Ardmore Shipping’s chief executive sought to distance the market value of the New York-listed shipowner's modern fleet from the somewhat lower products tanker sale prices in recent market transactions.

Anthony Gurnee told analysts Tuesday that transactions that have taken place in the sale-and-purchase market of late are not deals involving a willing buyer and willing seller – the kind used to determine ships’ market value.

Rather, he tied recent S&P activity in part to a market that is short of buyers because of capital constraints. Plus shipowners, particularly those with fleets outside of the tanker space, are “highly motivated” to hunt for liquidity, he said.

ANTHONY GURNEE: Chief executive of Ardmore Shipping. Photo: Julian Bray

“I don't think the transactions happening today are really market clearing prices –  willing buyer, willing seller,” he said in his first analyst conference call since Ardmore purchased six medium-range (MR) products tankers from Frontline in June for $173m.

“I think these are skewed downward because of illiquidity, and we would like to feel that we are doing the right thing by taking advantage of that.”

Gurnee’s comments came in response to quizzing by Deutsche Bank analyst Amit Mehrotra, who asked the executive to explain the company’s estimate that the net asset value (NAV) of the Frontline sextet is nearly $206m, somewhat more than the purchase price.

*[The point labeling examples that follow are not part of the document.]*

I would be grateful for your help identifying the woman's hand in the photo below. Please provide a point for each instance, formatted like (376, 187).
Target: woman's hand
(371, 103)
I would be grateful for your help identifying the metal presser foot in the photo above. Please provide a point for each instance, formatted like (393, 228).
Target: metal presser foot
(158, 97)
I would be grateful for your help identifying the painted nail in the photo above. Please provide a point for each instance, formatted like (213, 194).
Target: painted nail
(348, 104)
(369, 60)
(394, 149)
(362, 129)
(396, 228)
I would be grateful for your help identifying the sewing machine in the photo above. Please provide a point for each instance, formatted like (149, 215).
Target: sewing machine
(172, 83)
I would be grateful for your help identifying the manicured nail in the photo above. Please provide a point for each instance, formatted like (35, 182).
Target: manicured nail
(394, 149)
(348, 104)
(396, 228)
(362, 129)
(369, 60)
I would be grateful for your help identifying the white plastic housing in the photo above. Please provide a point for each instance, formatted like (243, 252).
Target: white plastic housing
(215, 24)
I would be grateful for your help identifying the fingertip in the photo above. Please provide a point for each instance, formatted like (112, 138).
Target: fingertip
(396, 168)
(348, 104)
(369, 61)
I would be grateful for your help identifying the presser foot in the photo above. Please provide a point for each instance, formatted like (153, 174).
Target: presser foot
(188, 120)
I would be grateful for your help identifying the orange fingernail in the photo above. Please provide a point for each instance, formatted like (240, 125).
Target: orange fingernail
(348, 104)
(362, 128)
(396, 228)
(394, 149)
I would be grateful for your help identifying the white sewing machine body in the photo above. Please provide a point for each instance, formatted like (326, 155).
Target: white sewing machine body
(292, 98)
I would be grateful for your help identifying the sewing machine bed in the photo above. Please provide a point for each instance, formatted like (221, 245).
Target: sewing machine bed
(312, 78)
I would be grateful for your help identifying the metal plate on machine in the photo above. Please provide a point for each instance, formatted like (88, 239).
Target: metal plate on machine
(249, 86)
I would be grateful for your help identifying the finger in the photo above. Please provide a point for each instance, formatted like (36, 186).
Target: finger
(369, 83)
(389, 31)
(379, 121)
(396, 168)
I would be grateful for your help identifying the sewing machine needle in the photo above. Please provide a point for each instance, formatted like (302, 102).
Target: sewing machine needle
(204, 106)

That estimate brings total the company’s total NAV to $828m, or $12.22 per share. The deal brings $0.22-per-share in added value from the deal, Gurnee said.

He said the deal was a strategic section for both Ardmore and Frontline. He said such strategic transactions can be done at a premium in a strong S&P market, and at a discount in a more challenging market for vessels.

“The acquisition price is very attractive and it was originated through a close commercial relationship with the seller,” Gurnee said after the Ireland-headquartered company reported better-than-expected quarterly profit. “We believe this is a one-off acquisition opportunity unlikely to be repeated in terms of price.”

Second-quarter beat

As TradeWinds reported earlier today, the New York-listed products and chemical tanker owner reported a profit of $5.5m in the second quarter, down from $7.9m in the same period of 2015.

Adjusted EPS of $0.18 was higher than the $0.13 average estimate of analysts.

Ardmore’s shares jumped 9.4% after the earnings report, closing the day’s trading session at $7.60.